Xcel dismissed these two alternatives in Direct Testimony of Langan and attachments:
And then there’s the matter of burying the DNR Comments. The DNR is the agency charged with protection of our natural resources. Despite this charge, the Comments were hidden in the “Combined Hearing Exhibit” list filed by Xcel, and in the Dept. of Commerce’s long list of exhibits identified only by the eDockets filing number. The DNR Comments were not made an independent part of the record, and agency Comments were not identified in the “Combined Hearing Exhibit List.” Instead, these Comments were entered in a jumble of all the Comments received, with 15 links to batches of “Public Scoping Comments” labeled EERA-4. The DNR’s multiple Comments are buried within eDocket Document ID 20243-204514-03, pages 183-220 of the 227 page “Combined Hearing Exhibit List” filing. Is that nearly impossible to find? You betcha. To find them requires believing, knowing, that they’re there somewhere, opening each link and scrolling through thousands of pages of comments. Another DNR Comment is in the Xcel Application, Appendix E, which also requires knowing it’s there, and though the DNR Comment in Xcel’s Application is cited, once, it does not mention the opening sentence about the Mississippi River crossing stating its strong preference for an existing Mississippi River crossing. That initial sentence was repeated as the initial sentence of each comment regarding the Mississippi River crossing, yet omitted…
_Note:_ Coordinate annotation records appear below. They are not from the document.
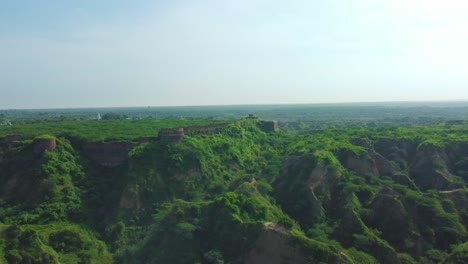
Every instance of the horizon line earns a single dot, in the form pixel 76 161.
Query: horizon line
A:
pixel 240 104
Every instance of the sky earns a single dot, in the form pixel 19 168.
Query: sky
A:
pixel 87 53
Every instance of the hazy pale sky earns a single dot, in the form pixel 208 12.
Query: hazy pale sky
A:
pixel 56 53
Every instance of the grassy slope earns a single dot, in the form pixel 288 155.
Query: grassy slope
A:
pixel 208 188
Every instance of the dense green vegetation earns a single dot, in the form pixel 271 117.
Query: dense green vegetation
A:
pixel 336 195
pixel 94 130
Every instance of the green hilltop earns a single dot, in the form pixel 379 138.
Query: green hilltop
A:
pixel 240 194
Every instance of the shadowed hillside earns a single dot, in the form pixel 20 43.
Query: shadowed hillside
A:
pixel 238 194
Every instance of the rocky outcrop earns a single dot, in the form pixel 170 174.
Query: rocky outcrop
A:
pixel 308 185
pixel 109 154
pixel 369 163
pixel 430 170
pixel 175 135
pixel 44 144
pixel 274 246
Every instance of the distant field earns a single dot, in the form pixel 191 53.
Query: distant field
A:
pixel 102 129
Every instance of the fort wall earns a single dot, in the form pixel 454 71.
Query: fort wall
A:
pixel 42 144
pixel 109 154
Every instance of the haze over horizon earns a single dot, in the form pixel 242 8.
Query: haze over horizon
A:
pixel 57 54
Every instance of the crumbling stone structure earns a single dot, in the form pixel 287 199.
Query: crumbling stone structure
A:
pixel 109 154
pixel 13 138
pixel 175 135
pixel 268 126
pixel 44 144
pixel 171 135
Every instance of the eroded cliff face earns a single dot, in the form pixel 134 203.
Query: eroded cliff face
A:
pixel 305 186
pixel 430 169
pixel 274 246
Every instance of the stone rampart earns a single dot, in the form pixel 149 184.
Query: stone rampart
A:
pixel 108 154
pixel 43 144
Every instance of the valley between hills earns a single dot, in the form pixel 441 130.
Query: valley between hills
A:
pixel 239 193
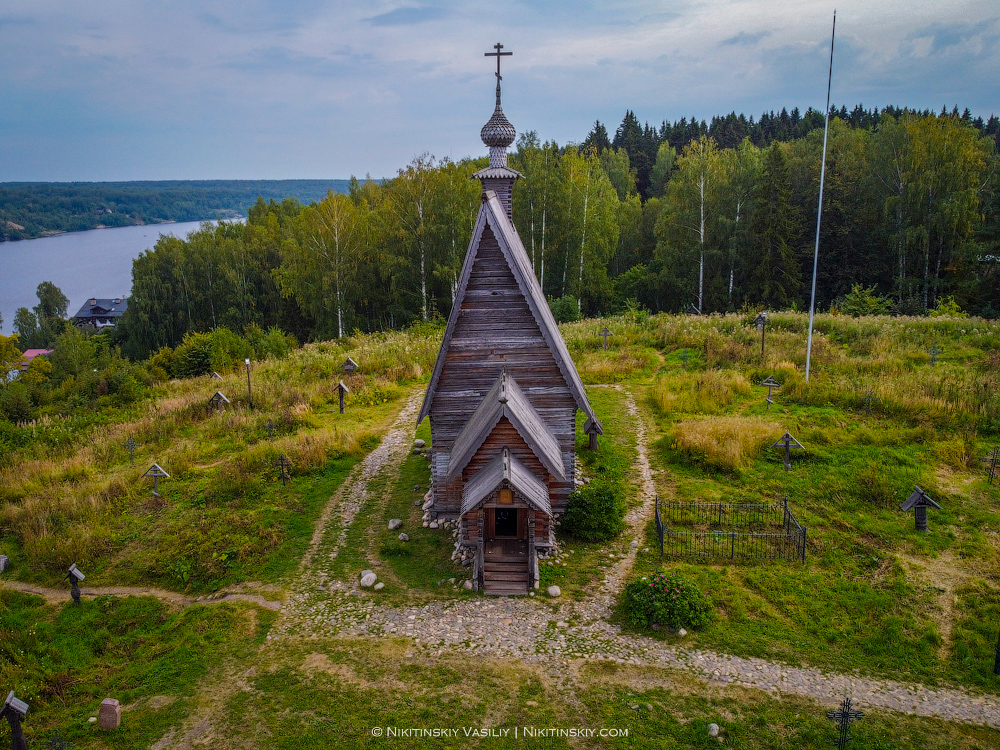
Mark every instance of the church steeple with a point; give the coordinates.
(498, 134)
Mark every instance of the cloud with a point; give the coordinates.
(745, 39)
(407, 16)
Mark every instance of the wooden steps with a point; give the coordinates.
(505, 576)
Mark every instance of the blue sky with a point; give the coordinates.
(201, 89)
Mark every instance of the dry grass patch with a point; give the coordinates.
(726, 442)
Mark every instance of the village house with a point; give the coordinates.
(100, 313)
(503, 397)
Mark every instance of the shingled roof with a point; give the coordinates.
(505, 467)
(506, 399)
(492, 213)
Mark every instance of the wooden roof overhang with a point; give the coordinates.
(505, 468)
(492, 212)
(506, 399)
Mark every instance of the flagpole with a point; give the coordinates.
(819, 210)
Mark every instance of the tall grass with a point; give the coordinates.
(729, 443)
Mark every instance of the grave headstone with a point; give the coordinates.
(919, 502)
(110, 715)
(787, 442)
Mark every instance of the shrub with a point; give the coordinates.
(861, 301)
(666, 599)
(595, 513)
(565, 309)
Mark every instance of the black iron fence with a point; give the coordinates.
(738, 531)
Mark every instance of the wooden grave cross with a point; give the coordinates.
(130, 445)
(788, 442)
(218, 400)
(919, 502)
(156, 472)
(341, 390)
(604, 335)
(771, 384)
(844, 716)
(283, 465)
(991, 460)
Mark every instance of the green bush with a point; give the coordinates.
(595, 513)
(666, 599)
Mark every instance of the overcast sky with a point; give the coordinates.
(201, 89)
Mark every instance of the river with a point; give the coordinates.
(95, 263)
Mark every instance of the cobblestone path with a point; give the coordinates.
(557, 634)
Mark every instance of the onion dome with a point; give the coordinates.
(498, 132)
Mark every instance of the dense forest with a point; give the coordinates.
(34, 209)
(660, 219)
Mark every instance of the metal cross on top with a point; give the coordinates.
(498, 54)
(604, 335)
(788, 442)
(283, 465)
(844, 716)
(992, 460)
(130, 445)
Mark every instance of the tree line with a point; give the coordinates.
(911, 212)
(33, 209)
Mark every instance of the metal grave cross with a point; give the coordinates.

Note that when the ALJ in her Recommendation cites the DNR, she’s more often using “Xcel’s Response to Hearing Comments” which incorrectly characterizes, misstates, and omits the DNR’s strong preference of an existing Mississippi River crossing. If the ALJ cites actual DNR Comments, it’s from eDockets, and not a hearing exhibit from the “Combined Hearing Exhibits list, so not referring to a hearing exhibit! Hmmmmmmm…
This river crossing segment is a roughly 3.2 mile section of the 185 mile route, maybe 1.8% of this route? A similar portion of the cost? How hard can it be to route the transmission line with the existing transmission line along County Road 8, avoid all those lakeshore homes they’re so concerned about, and use an existing crossing of the Mississippi River?
We shall see… we’re asking Xcel to stop land acquisition activities on this small section, stop construction prep, stop final engineering, etc., as this winds it way through Ramsey County Court. Yes, we shall see…
p.s. look at this map, look at the pink transmission line alongside of County Road 8. In the Draft and Final EIS, that transmission line disappears as it heads to, or from, the northwest, it disappears to the right of the river crossing. Yes, it disappears! It’s hard to see here — I need to make a HUGE copy of this map!